Susan White






Pyrographs are drawings made by burning.  This means of mark making results from the process of scorching, branding, or burning a mark on paper. The burning process is apparent in the mark, transforming the pristine paper into a charred surface, reflecting traces of pressure and time. There is a degree of control, and lack of control, that interests me. I work by an open window and the mark responds considerably to the wind and humidity, as well as the cycling on and off of the burning tool.

I am compelled by the investigation of structure…the single blade that is the building block for the monumental hay bale, the cell that generates energy to propel the organism, and the fine steel infrastructure on which enormous walls are hung and around which bodies of concrete and glass are erected.

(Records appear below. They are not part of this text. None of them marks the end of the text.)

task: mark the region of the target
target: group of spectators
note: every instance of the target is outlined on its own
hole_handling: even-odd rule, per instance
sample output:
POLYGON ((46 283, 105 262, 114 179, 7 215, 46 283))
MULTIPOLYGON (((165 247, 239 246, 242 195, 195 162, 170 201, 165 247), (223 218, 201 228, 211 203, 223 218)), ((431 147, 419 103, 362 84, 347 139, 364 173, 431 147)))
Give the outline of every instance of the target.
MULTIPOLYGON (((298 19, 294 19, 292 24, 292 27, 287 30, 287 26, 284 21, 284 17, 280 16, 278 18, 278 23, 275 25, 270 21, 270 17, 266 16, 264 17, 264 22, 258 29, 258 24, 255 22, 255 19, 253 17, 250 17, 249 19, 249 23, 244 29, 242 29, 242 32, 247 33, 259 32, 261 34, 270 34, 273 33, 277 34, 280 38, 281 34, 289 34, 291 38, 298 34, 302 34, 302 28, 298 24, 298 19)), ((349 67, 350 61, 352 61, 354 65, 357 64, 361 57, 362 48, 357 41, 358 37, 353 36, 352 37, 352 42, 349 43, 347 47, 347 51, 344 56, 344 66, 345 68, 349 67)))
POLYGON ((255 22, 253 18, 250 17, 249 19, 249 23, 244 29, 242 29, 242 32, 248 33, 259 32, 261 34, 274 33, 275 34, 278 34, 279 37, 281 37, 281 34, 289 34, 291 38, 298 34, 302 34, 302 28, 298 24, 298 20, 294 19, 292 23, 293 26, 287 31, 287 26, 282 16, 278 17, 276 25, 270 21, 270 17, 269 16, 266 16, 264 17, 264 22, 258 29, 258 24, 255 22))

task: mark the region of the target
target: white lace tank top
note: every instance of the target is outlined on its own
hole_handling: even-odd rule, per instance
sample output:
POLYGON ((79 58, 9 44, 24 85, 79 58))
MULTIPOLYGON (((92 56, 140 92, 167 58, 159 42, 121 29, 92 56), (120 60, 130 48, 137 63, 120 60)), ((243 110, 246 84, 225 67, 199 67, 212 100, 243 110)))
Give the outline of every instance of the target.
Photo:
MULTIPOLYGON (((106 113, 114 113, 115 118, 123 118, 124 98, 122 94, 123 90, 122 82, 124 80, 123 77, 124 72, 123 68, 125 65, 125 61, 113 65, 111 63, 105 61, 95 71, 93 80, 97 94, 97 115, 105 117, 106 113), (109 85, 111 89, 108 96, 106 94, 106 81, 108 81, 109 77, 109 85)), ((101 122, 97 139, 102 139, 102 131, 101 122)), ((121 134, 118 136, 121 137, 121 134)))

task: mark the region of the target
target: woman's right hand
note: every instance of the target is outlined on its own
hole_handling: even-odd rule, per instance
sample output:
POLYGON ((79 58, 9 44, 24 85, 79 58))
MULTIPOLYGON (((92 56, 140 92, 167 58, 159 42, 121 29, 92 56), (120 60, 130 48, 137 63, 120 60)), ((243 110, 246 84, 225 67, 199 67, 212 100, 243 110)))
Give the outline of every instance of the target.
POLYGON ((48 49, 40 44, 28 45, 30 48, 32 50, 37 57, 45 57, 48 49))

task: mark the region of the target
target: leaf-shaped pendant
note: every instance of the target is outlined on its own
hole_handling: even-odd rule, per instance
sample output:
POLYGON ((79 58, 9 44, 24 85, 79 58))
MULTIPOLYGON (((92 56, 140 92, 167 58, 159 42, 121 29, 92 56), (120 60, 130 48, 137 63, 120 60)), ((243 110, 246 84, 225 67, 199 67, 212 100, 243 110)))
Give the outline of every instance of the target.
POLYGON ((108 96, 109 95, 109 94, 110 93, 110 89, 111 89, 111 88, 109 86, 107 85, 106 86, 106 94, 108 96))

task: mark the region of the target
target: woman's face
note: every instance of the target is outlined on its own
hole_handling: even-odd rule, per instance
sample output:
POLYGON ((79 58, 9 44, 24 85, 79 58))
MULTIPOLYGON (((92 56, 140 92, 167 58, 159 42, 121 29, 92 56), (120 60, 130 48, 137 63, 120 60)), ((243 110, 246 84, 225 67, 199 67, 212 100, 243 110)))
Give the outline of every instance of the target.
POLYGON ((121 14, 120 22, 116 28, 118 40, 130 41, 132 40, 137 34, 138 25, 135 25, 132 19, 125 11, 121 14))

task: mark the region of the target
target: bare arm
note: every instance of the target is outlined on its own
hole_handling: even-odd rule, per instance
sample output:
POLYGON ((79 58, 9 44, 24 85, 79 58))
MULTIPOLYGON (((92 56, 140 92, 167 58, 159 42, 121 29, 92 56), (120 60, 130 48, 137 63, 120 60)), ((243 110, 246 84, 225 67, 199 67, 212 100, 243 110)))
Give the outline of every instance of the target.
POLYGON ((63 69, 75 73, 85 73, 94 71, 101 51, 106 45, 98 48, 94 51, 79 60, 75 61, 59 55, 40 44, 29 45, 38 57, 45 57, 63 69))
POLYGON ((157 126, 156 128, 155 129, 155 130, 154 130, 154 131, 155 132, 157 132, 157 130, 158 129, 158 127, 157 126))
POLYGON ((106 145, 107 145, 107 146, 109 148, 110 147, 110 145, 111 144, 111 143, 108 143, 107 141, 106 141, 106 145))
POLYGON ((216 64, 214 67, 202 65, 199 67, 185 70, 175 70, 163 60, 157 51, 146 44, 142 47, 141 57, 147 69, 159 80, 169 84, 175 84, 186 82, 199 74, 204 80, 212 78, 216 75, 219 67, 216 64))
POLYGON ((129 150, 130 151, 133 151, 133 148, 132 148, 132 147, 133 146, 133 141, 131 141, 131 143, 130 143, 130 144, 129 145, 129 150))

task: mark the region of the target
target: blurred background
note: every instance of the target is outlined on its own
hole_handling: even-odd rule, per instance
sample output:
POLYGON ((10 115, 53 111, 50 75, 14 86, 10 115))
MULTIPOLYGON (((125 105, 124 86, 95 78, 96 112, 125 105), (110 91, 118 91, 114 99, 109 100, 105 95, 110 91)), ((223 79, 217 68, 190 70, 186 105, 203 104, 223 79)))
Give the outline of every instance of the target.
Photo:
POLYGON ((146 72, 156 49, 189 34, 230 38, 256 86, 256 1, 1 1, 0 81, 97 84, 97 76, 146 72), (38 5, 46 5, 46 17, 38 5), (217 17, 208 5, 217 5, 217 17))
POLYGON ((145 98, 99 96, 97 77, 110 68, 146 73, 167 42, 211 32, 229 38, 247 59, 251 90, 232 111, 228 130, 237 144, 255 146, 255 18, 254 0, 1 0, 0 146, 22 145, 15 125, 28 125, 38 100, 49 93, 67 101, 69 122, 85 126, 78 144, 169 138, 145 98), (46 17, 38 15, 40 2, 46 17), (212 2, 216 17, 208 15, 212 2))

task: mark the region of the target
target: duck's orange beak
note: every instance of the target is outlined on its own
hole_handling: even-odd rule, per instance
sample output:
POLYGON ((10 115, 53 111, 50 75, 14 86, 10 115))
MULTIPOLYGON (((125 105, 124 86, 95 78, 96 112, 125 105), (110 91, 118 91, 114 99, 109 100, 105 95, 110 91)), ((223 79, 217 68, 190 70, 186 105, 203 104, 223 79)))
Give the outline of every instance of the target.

I have worked in reference to landscape and the body creating pyrographs /burn drawings that respond to the horizon line, the cellular structure of the body and the granular nature of the soil. Within these pyrographs lies the subliminal relationship between the body and the landscape; the agrarian practice of burning the fields to restore nitrogen to the soil; the seminal relationship between order and chaos and the constant navigation between the two.

In a series of self portraits I’m drawing further on the relationship between the environment and the body. I see relationships emerging between the infinite nature of digital information and the finite world, between the constant sense of making and remaking of oneself. There is something about the eternally shifting relationship between order and chaos and the struggle to reach a point of equilibrium.

In certain works  that are based on axonometric drawings of  the steel infrastructure of buildings, The Kauffman Center for the Performing Arts,(Moshe Safdie) and The Poetry of Good Bone Structure (The Bloch Building at the Nelson Atkins Museum/Steven Holl), I’m interested in revealing the structural bones that underlie the buildings themselves.  As the buildings take shape, the pyrograph becomes the artifact of the infrastructure that is buried in concrete, glass, or wood. I’m interested in the reciprocal relationship of the fragile, temporal quality of the burn mark that digs into the surface of the paper and the structural steel that rises up out of the surface of the land.

I’m interested in further mining the relationships between the landscape and the built environment / and the body and the mind.  These elements are deeply interwoven on a physical and psychological level, both intimately and in a universal sense.